According to the Lanzhou Health Commission, following the outbreak, the municipal and provincial authorities carried an investigation into the factory gas leak. After the investigation, the officials revoked the licenses for vaccine production held by the plant. They also withdrew product approval for the factory’s two Brucellosis vaccines by January and seven veterinary drug product approval numbers were also canceled.
The factory issued a public apology in February. It said that it had taken severe action against the eight people determined to be responsible for the leak.

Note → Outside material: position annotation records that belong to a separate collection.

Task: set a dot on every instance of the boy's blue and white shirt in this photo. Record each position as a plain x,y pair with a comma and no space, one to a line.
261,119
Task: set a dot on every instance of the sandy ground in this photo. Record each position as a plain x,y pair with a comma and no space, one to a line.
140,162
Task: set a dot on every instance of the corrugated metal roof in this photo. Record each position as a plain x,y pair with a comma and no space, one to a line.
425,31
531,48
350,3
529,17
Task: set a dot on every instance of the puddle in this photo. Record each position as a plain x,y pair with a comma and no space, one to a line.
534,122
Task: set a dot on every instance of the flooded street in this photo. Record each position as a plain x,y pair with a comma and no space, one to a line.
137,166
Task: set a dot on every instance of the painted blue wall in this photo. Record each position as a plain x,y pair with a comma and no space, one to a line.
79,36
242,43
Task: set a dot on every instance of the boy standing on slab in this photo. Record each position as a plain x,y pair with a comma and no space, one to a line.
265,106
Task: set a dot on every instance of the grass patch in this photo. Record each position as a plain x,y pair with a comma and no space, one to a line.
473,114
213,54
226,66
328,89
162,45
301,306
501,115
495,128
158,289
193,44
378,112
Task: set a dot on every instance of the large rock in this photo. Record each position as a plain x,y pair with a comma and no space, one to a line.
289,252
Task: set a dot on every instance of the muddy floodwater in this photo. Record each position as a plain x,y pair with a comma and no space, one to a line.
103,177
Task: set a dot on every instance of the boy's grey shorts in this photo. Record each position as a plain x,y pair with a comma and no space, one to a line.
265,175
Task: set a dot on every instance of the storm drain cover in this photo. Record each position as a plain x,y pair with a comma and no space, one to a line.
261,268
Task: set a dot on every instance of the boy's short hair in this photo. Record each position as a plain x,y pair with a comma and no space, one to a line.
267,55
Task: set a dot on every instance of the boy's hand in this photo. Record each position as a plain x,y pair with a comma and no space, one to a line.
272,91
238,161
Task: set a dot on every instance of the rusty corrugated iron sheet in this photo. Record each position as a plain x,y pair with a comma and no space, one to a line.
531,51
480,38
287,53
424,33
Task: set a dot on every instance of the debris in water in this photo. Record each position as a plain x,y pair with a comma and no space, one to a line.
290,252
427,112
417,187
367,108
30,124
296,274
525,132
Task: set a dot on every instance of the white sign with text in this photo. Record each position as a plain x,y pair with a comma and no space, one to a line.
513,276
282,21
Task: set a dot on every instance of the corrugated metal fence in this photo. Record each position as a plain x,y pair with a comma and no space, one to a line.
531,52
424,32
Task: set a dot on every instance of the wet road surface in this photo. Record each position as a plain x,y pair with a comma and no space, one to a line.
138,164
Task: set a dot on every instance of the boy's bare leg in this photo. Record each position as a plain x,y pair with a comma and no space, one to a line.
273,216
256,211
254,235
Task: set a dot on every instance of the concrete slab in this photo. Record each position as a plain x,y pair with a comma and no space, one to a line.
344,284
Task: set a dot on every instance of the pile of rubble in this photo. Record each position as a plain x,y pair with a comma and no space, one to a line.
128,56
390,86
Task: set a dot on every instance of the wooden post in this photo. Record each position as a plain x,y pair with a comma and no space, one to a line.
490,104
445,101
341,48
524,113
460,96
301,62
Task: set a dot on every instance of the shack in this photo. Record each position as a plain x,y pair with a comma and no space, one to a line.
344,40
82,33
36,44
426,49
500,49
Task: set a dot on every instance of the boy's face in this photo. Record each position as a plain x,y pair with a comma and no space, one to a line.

What are the other disease outbreaks since COVID-19?
China has been home to several other outbreaks apart from the globally recognized coronavirus pandemic. The following are the critical ones:
- Hantavirus: According to the US Centers for Disease Control (CDC), its first cases date back to early 1993s. In March 2020 when China’s English Daily Global Times discussed the first death of a person due to this virus. That person was from Yunnan Province and was tested positive for the virus. It is reportedly transmitted to humans from infected rodents.
- African Swine Fever (AFS): At a critical time when the coronavirus pandemic was on its epitome in the world and several economies were struggling to safeguard its people, a new disease called African Swine Fever was flowing in the eastern parts of India. During the COVID-19 lockdown, the ASF outbreak took lived of thousands of pigs in Arunachal Pradesh and Assam. ASF is a highly viral disease that results in hemorrhagic fever. It majorly affects wild and domestic pigs. The disease is extremely deadly with a fatality rate of nearly 100%. It can be transmitted to a person when he comes in direct contact with an infected or wild pig; it does not matter if it is alive or dead. The disease can also be transferred via biological vectors such as ticks or by ingestion of contaminated products such as feed or garbage or food waste.